The answer to these remarks has been anticipated.(6*) The ridicule lies in supposing the endeavour to cure a man of his weakness to consist in one phlegmatic and solitary expostulation, instead of conceiving it to be accompanied with the vigour of conscious truth, and the progressive regularity of a course of instruction.

Let us take up the subject in a view, in some degree varying from that in which it was formerly considered. We have endeavoured to establish, in the commencement of the present book, the principles of justice, relative to the distribution of the goods of fortune. Let us enquire Whether the principles there delivered can be made productive of conviction to the rich; whether they can be made productive of conviction, in cases not immediately connected with personal interest; and whether they can be made productive of conviction to the poor?

Is it possible for a rich man to see that the costly gratifications in which he indulges are comparatively of little value, and that he may arrive at everything that is most essential in happiness or pleasure, by means of the three other sources formerly enumerated,(7*) subsistence, unexpensive gratifications, and the means of intellectual and moral improvement? Is it possible for him to understand the calculation, 'in every glass that he drinks, and every ornament that he annexes to his person', of 'how many individuals have been condemned to slavery and sweat, incessant drudgery, unwholesome food, continual hardships, deplorable ignorance and brutal insensibility, that he may be supplied with these luxuries'?(8*) Is it possible for a man to have these ideas so repeatedly suggested to his mind, so strongly impressed, and so perpetually haunting him, as finally to induce a rich man to desire, with respect to personal gratifications, to live as if he were a poor one?
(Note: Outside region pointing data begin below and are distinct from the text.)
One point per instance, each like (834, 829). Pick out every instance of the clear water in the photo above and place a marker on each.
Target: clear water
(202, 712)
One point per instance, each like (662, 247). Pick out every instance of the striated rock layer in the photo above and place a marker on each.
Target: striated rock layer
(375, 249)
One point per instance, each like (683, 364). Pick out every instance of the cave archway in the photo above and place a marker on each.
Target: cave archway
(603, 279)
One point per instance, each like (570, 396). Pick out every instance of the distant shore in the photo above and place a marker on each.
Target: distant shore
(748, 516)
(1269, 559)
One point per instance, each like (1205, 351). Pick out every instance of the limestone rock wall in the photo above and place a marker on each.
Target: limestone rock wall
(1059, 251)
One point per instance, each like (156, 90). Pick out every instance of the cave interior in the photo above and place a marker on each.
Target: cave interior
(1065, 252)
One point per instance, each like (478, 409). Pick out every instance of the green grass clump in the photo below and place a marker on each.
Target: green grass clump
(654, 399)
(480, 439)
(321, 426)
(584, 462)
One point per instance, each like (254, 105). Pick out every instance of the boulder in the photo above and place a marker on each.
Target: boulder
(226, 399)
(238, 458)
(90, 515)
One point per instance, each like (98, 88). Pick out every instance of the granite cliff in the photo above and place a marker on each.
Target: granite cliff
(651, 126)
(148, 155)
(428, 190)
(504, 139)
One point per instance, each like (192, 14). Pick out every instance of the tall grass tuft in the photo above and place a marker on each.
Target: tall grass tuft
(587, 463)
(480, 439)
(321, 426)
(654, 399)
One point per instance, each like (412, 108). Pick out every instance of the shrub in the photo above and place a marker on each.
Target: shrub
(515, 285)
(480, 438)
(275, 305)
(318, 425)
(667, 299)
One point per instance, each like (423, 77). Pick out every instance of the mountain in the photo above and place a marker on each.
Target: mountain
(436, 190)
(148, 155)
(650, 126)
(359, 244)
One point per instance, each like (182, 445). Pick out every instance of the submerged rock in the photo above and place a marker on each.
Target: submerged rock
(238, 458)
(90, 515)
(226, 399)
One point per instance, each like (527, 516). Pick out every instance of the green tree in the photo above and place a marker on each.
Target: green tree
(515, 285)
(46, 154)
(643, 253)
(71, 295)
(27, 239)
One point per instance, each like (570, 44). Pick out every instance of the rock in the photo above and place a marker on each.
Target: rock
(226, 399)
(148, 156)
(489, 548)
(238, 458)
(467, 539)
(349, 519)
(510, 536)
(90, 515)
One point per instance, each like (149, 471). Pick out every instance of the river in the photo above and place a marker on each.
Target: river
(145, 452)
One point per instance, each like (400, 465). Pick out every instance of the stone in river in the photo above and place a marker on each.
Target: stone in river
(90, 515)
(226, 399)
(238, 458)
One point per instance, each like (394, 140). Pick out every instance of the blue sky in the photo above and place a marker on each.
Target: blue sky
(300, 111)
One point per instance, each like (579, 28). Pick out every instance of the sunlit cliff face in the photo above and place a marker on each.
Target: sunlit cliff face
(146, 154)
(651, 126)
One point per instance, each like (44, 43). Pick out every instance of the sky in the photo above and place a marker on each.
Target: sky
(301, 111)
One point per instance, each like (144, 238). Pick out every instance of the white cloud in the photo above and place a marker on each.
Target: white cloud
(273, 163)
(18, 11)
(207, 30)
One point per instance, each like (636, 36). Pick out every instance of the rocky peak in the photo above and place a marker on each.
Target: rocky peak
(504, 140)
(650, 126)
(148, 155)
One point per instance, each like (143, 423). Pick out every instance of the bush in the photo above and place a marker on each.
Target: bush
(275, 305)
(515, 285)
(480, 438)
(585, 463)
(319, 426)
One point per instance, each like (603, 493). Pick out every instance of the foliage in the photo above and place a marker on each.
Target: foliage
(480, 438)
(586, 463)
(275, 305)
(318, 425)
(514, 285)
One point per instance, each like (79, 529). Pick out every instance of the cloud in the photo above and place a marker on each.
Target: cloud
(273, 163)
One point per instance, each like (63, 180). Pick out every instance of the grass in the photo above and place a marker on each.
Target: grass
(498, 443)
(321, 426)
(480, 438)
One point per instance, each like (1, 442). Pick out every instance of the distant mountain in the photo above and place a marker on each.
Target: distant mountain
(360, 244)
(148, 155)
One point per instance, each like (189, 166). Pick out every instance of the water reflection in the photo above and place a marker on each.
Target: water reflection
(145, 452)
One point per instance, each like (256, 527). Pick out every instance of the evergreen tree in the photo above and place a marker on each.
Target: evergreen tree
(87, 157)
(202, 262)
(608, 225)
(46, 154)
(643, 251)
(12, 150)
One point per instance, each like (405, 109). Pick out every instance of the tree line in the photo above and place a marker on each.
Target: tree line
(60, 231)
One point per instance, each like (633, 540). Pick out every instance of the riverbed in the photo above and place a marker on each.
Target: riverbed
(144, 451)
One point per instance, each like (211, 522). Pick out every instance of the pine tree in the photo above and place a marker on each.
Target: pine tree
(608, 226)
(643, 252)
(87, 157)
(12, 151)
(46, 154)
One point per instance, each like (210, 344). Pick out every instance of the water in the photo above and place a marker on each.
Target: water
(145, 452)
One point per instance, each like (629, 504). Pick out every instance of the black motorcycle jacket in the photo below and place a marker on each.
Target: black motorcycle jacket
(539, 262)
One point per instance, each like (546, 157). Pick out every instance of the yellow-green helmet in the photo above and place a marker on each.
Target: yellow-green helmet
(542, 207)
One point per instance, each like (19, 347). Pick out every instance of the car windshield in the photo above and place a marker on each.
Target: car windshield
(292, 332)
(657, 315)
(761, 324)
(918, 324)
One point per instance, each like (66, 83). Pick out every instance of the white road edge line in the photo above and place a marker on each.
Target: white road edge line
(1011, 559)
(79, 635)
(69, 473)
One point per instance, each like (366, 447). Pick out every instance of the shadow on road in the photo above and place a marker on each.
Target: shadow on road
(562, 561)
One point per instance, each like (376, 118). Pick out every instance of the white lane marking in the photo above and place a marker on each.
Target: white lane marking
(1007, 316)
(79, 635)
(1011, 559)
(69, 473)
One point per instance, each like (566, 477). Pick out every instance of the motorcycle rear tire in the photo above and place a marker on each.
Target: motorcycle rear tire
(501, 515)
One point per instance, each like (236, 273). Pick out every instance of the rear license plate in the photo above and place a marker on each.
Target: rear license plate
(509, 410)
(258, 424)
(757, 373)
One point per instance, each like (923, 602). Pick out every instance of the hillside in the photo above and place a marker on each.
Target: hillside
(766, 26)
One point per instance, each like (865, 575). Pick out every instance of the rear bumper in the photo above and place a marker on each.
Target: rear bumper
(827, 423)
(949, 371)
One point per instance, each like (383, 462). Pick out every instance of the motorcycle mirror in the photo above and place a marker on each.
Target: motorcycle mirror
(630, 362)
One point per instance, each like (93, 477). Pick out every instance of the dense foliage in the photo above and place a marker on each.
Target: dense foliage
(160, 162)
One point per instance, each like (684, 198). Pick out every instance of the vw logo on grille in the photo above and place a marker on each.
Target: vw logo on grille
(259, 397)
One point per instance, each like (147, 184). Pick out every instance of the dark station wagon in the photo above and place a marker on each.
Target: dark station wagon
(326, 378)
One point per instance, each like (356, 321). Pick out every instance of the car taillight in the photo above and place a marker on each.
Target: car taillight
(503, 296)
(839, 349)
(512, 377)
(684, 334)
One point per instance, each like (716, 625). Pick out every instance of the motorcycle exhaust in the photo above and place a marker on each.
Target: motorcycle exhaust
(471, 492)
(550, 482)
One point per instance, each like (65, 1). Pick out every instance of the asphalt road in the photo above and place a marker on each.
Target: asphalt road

It is not conceivable but that every one of these questions must be answered in the affirmative.

Be it observed by the way that the motives for a rich man to live as if he were a poor one are very inferior now to what they would be when a general sympathy upon this subject had taken place, and a general illumination had diffused itself.

If then it be possible for a rich man, from the mere apprehensions of justice, voluntarily to desire to live as if he were a poor one, we shall have still less hesitation in affirming that a sentiment of justice in this matter may be made productive of conviction, in cases not immediately connected with personal interest, and of conviction to the poor.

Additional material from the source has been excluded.